Jünger is one of the most fascinating people in modern German literature. His novel Storm of Steel is his best known work, and probably the easiest to find in English. He was a military man who self-published Storm in 1920 and it slowly grew to make him a famous author. So even nearly one hundred years ago great authors were starting out as self-published. His life politically was also interesting. He was offered a seat in the Reichstag as a member of the National Socialist party, yet he turned it down, despite being a prominent nationalist. Jünger is to me an inspirational figure as a writer and man. He is someone who understood nationalism doesn’t necessarily lead to Nazism. Indeed he was on the periphery of the Stauffenberg bomb plot. Jünger was also admired by Julius Evola, a man whose writing I’ve also been influenced by. As an author he was also influential in the development of magical realism, and the idea of the sovereign individual.

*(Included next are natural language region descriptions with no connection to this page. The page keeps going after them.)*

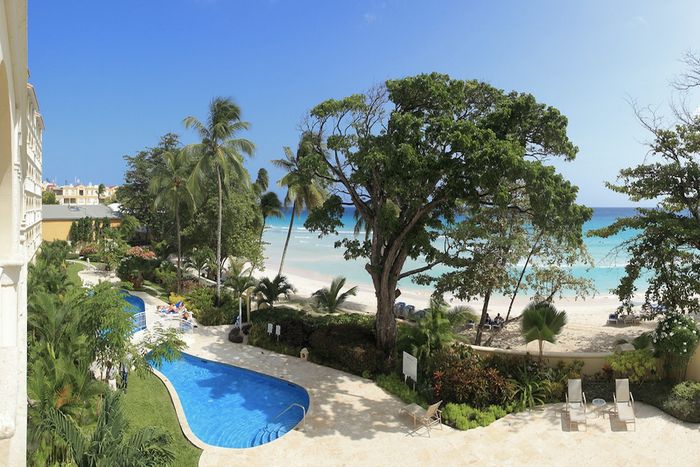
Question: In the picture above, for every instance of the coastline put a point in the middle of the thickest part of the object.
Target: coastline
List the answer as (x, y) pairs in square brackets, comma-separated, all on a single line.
[(586, 330)]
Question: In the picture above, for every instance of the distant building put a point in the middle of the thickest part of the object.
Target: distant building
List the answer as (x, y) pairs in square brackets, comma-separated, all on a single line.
[(21, 129), (57, 219), (81, 195)]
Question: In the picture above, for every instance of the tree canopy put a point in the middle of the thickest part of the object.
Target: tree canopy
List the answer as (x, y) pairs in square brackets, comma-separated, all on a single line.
[(410, 155), (665, 247)]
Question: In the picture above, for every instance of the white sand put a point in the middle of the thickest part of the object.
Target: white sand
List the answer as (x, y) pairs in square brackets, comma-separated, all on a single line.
[(586, 330)]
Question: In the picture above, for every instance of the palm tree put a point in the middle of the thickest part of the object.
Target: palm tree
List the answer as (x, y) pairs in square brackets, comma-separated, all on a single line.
[(108, 443), (270, 206), (219, 155), (271, 289), (330, 298), (304, 189), (239, 277), (169, 185), (542, 322), (200, 258)]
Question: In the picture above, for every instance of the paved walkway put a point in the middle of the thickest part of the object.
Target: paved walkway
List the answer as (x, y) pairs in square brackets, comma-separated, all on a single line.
[(351, 421)]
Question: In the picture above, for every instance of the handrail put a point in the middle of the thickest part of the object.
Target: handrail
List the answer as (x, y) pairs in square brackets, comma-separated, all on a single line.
[(294, 404)]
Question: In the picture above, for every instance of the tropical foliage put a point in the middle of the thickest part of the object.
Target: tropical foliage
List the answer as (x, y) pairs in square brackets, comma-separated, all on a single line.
[(304, 188), (70, 329), (270, 290), (414, 153), (219, 155), (169, 187), (542, 322)]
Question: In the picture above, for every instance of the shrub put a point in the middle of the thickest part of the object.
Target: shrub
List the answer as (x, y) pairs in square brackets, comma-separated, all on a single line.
[(174, 298), (465, 417), (88, 250), (347, 346), (395, 385), (460, 376), (684, 401), (675, 338), (637, 365)]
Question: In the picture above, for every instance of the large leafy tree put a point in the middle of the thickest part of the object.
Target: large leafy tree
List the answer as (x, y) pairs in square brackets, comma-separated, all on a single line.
[(666, 240), (304, 189), (169, 186), (134, 194), (409, 154), (219, 156)]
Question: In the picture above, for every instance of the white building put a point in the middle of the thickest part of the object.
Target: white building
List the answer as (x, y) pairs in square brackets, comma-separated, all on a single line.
[(83, 195), (20, 223)]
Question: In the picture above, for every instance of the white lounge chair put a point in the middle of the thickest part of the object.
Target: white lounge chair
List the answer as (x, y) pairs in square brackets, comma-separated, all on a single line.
[(576, 403), (424, 417), (624, 402)]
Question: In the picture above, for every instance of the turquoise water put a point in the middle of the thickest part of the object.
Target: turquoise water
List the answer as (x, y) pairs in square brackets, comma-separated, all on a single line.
[(308, 253), (135, 306), (232, 407)]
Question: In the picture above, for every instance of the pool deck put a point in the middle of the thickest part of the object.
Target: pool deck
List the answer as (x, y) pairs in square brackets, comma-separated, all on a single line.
[(351, 421)]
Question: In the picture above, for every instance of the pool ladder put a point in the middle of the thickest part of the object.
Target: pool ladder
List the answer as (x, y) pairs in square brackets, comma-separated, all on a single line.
[(291, 406)]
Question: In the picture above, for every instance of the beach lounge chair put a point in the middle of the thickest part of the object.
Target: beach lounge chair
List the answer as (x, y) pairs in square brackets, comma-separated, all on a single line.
[(624, 402), (576, 403), (424, 417)]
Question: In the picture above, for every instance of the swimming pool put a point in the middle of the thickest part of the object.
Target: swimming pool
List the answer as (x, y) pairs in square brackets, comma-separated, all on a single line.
[(233, 407), (137, 307)]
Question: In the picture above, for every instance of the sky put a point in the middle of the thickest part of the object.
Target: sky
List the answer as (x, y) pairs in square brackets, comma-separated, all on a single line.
[(113, 76)]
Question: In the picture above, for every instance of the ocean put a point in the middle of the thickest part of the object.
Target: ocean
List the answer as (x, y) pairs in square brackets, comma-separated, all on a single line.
[(307, 253)]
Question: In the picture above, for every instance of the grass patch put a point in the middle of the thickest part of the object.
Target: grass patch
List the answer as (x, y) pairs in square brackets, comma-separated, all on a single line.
[(73, 269), (147, 403)]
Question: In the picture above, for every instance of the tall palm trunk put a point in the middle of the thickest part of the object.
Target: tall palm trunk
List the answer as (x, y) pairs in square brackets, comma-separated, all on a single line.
[(262, 230), (289, 234), (218, 238), (482, 321), (179, 248)]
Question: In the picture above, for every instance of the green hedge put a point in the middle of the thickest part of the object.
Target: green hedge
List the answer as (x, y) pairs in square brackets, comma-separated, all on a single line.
[(465, 417), (345, 341)]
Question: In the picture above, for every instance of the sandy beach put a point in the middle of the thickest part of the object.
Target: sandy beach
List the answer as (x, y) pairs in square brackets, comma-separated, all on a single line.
[(587, 329)]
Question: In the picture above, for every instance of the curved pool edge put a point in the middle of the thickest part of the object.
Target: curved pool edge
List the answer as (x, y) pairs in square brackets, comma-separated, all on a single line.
[(185, 426)]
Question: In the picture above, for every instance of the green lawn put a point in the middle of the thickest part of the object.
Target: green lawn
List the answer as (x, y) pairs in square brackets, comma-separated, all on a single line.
[(73, 270), (147, 403)]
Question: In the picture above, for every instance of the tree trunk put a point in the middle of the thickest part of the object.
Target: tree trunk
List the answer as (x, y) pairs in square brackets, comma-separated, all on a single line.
[(482, 321), (385, 323), (289, 234), (218, 239), (262, 230), (179, 250)]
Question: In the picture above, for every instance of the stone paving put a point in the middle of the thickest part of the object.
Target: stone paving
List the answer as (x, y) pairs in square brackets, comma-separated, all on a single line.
[(351, 421)]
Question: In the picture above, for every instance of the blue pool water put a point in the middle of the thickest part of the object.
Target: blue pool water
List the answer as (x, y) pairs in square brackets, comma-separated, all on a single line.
[(232, 407), (136, 306)]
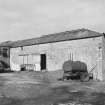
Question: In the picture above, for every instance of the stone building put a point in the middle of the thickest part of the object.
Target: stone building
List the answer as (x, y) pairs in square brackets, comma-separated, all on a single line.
[(49, 52)]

But what of the novel? What make it worth reading? Glad you asked. Storm of Steel is in many ways the novel All Quiet on the Western Front should have and could have been. It lacks any real philosophizing, but still manages to be about an idea. That of what a man would die for. And despite the pomp of dying for national ideals, Jünger makes it clear that soldiers die for and fight for each other. And it is love of the brother that is at the heart of nationalism.
Okay, one and two were keeping me up wondering which one goes where. Frankly, I decided Remarque’s work is better as it had a more lasting impression on me, and contributed more to my understanding of the early twentieth century, and to my understanding of World War I than The Storm of Steel did.
The book concerns both the physical and psychological impact of war on the individual. Remarque was in some way reminiscent of Hemingway. Perhaps this novel was his way of reconnecting with a world, that he makes it clear in the novel, is now disconnected from him – and many other soldiers returning home from the trenches. I discovered Quiet through my reading of Hemingway, especially his Nick Adams’ stories. Big Two-Hearted River comes to mind when I think of the feel this novel has for me.
Well that’s my five. And if you like these leave a comment. I’m also thinking of things like, the five best novels for nationalists, the five best novels that reject modernity, and the five best books you’re afraid of your friends knowing you love. And don’t forget to click on the associate links to get to Amazon. We have to pay our authors some how.
I’ve read 5,4,1.
Rather surprised not one of Colleen McCullough’s Masters of Rome series made the list.
Meh. To each his own.
I’ve never read them. But I plan to in the future, it’s just that I’m so backed up on what to read right now it’s silly. But I love Roman history and those books look good.